Vivemos em 2011 um ambiente macroeconômico intenso e incerto, que deve se manter em 2012, com o agravamento da crise econômica mundial. Neste ambiente, o Brasil continuará se esforçando para manter o crescimento do PIB em níveis saudáveis, sem pressionar a inflação. Em 2012, os investidores e empresários devem agir com cautela, preparando-se para um período de incertezas, que pode se alongar por mais de um ano.
1 Juros: A taxa Selic deve atingir 9,75% ao ano, com o Banco Central trabalhando para manter o aquecimento da economia e trazer a inflação para o centro da meta. Entretanto, o spread bancário deve continuar alto, ao não repassar ao consumidor o total da redução dos juros, dada a incerteza do cenário econômico mundial.
2 Inflação: O IPCA (Índice Nacional de Preços ao Consumidor Amplo) deve se estabelecer em torno de 5,5% ao ano em 2012. O desaquecimento da economia mundial, agravado pela crise europeia, tende a afetar o indicador.
3 Preços Administrados: Devem manter a tendência histórica e ser reajustados de acordo com a meta inflacionária de 4,5% ao ano, estabelecida pelo Banco Central.
4 Câmbio: Com o agravamento da crise mundial, o dólar tende a se depreciar, chegando aos 1,70 reais em 2012. A apreciação demasiada do Real prejudica diretamente a demanda para itens produzidos no Brasil, com a queda das exportações e do consumo interno.
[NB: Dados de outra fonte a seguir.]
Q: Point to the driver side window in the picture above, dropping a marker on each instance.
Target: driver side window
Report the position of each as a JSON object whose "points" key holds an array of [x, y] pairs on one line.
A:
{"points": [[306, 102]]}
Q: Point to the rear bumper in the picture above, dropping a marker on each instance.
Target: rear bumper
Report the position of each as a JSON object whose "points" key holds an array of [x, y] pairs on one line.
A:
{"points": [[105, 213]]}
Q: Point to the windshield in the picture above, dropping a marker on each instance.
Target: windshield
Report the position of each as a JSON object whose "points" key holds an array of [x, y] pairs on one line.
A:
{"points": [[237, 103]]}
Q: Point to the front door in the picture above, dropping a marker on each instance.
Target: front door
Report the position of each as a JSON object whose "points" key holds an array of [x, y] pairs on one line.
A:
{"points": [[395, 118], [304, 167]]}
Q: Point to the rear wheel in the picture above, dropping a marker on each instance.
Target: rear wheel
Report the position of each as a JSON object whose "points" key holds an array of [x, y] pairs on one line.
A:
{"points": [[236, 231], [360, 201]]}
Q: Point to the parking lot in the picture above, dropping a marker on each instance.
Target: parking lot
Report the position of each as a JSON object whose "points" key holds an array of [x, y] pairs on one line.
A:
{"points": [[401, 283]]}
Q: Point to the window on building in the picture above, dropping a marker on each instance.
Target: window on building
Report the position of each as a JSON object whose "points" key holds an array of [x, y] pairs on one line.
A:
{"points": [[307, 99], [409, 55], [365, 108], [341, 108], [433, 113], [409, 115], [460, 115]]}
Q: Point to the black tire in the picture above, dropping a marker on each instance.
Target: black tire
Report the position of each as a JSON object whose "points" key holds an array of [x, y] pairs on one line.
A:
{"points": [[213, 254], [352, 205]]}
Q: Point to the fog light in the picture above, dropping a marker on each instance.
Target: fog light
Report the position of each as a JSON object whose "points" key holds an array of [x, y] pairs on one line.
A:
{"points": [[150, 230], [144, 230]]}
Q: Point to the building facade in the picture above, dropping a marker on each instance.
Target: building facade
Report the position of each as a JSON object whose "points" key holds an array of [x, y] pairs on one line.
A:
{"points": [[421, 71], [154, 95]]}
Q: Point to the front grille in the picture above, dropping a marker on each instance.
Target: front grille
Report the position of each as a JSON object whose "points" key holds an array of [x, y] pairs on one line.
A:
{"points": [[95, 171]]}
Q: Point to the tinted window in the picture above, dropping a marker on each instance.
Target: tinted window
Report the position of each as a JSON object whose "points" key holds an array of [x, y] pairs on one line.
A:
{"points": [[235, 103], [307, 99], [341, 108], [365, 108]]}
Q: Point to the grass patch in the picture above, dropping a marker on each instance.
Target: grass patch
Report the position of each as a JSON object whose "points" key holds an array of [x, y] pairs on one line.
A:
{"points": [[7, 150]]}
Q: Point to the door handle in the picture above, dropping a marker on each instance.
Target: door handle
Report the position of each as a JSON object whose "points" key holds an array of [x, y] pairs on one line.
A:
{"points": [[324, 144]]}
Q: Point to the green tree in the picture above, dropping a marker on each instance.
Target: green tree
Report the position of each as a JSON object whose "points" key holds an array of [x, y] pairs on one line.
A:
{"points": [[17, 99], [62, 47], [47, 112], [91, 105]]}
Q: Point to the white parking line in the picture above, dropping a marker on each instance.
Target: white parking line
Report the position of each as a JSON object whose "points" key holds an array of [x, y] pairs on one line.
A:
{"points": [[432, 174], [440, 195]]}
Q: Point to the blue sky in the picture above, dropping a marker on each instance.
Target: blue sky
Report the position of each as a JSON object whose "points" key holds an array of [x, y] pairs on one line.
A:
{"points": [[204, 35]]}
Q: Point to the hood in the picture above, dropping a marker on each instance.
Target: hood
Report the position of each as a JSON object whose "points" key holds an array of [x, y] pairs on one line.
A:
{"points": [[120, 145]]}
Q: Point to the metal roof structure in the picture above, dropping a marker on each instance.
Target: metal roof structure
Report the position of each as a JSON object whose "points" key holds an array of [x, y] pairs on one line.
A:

Por conseguinte, o setor industrial brasileiro tende a andar de lado em 2012.
5 PIB: O PIB brasileiro tende a se manter em torno de 3,5%, mesmo com incentivos governamentais prócrescimento.
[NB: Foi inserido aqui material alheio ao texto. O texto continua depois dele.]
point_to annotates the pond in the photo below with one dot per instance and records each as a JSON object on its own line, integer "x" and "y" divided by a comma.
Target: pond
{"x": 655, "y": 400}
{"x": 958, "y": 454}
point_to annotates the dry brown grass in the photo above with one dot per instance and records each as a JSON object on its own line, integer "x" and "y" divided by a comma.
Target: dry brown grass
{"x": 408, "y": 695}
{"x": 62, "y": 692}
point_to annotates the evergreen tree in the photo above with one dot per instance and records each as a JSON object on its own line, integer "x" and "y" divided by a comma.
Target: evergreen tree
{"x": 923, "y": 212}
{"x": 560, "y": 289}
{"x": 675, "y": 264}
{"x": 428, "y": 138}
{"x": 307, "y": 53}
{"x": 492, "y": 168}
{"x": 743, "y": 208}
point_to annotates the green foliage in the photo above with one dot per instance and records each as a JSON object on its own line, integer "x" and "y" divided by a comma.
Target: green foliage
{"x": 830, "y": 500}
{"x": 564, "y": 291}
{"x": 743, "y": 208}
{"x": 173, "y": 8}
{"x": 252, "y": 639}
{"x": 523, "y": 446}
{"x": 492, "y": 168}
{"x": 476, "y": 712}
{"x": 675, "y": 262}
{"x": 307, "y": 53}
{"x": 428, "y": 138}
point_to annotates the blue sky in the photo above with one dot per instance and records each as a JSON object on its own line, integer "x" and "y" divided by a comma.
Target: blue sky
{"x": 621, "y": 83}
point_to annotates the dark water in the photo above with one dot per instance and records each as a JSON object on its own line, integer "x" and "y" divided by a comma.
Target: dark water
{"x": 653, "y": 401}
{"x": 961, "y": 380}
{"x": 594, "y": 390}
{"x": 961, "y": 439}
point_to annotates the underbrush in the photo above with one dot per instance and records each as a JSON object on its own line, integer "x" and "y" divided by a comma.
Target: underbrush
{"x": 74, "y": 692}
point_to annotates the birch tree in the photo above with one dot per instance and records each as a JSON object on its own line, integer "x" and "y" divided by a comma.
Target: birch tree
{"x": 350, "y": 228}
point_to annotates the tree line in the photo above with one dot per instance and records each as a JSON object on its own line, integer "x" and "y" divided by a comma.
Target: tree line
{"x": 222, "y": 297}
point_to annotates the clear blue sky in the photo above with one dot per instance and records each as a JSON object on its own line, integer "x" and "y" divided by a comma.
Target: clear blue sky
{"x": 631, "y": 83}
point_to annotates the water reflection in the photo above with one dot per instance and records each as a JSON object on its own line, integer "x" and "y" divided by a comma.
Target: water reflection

6 Produção Industrial: Deve seguir a mesma tendência do PIB nacional, com um crescimento estimado na casa de 3,5%. As deficiências que tanto afetam o setor industrial brasileiro, como falta de infraestrutura e política tributária ineficiente, agravarão ainda mais a competitividade industrial interna frente aos produtos importados, dado um cenário macroeconômico não tão atraente como nos anos anteriores.
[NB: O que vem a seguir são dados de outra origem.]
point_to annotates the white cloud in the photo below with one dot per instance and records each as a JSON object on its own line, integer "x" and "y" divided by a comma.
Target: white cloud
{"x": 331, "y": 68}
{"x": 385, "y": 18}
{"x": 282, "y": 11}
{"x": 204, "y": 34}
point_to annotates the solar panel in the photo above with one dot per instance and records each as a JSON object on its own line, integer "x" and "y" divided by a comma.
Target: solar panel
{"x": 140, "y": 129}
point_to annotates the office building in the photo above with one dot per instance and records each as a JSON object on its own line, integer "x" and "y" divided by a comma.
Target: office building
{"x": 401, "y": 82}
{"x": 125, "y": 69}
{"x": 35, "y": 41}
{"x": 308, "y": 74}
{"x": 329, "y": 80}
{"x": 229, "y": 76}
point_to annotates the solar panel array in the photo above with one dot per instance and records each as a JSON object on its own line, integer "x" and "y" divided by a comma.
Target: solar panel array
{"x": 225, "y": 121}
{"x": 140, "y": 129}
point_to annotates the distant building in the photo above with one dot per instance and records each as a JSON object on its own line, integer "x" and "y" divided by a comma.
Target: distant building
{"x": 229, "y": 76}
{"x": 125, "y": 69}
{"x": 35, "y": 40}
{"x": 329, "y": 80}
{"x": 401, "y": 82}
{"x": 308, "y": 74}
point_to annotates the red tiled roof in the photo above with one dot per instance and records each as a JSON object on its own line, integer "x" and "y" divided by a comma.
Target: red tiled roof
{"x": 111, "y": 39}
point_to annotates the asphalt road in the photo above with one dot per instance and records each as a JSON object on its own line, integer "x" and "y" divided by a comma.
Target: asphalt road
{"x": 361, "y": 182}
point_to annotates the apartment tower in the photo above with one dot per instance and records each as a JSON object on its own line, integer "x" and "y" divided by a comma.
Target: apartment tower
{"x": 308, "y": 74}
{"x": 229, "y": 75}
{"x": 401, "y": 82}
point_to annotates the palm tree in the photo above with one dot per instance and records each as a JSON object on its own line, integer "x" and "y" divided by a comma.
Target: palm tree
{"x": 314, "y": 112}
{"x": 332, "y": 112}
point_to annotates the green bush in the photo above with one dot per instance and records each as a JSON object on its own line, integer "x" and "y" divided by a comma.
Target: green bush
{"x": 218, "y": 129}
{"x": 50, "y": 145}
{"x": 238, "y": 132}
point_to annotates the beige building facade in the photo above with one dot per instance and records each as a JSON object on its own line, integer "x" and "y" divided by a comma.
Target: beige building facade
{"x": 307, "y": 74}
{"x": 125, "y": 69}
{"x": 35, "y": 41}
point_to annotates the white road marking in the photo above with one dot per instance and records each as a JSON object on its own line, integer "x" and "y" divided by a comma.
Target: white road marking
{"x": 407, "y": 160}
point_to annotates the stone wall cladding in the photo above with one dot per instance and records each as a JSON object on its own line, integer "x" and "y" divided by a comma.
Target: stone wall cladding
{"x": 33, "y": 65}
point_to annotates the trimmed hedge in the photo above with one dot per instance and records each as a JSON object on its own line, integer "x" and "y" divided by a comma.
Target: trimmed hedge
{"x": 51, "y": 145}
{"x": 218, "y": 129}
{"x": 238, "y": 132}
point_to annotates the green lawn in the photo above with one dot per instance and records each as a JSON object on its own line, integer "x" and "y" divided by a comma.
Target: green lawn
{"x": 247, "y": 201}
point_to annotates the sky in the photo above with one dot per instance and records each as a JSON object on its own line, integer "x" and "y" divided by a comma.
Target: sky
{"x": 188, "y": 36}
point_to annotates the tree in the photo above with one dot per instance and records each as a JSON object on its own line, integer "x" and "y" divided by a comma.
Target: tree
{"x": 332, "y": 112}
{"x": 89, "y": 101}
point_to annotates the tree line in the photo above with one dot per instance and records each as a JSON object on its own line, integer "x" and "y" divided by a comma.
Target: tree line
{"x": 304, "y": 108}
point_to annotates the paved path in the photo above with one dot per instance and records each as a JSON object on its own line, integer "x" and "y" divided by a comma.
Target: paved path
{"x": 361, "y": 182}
7 Dívida do setor público: O governo não indica que efetuará mudanças radicais em seu nível de gastos, levando a crer que a dívida do setor público se manterá em torno de 40% da dívida total da União.
8 Balança comercial: Com o desaquecimento da economia, o superávit da balança comercial brasileira deve cair para a casa dos 17 bilhões de reais anuais.
9 Saldo em conta corrente: O saldo em conta corrente brasileiro deve diminuir de 54 bilhões de dólares para cerca de 68 bilhões de dólares .
10 Ações: Dado o ambiente de incerteza econômica, o mercado de ações continuará apresentando altíssimo risco, quando ponderado pelo seu retorno esperado, fazendo com que a renda fixa ainda seja a melhor alternativa de investimento em 2012.
11 Investimento estrangeiro: Também afetado pela incerteza econômica mundial, o investimento estrangeiro direto tende a recuar 10% em relação a 2011, com investidores se voltando para investimentos (e países) de menor risco.
12 Bolha imobiliária: Evidencia-se no Brasil o surgimento de uma bolha imobiliária, que se forma desde 2008. A bolha fica evidente quando comparamos a taxa de aluguel (aluguel sobre valor de venda do imóvel) com a taxa anual Selic. Com o agravamento da crise, existe a chance desta bolha estourar, depreciando significativamente o valor dos imóveis no Brasil, principalmente nas capitais.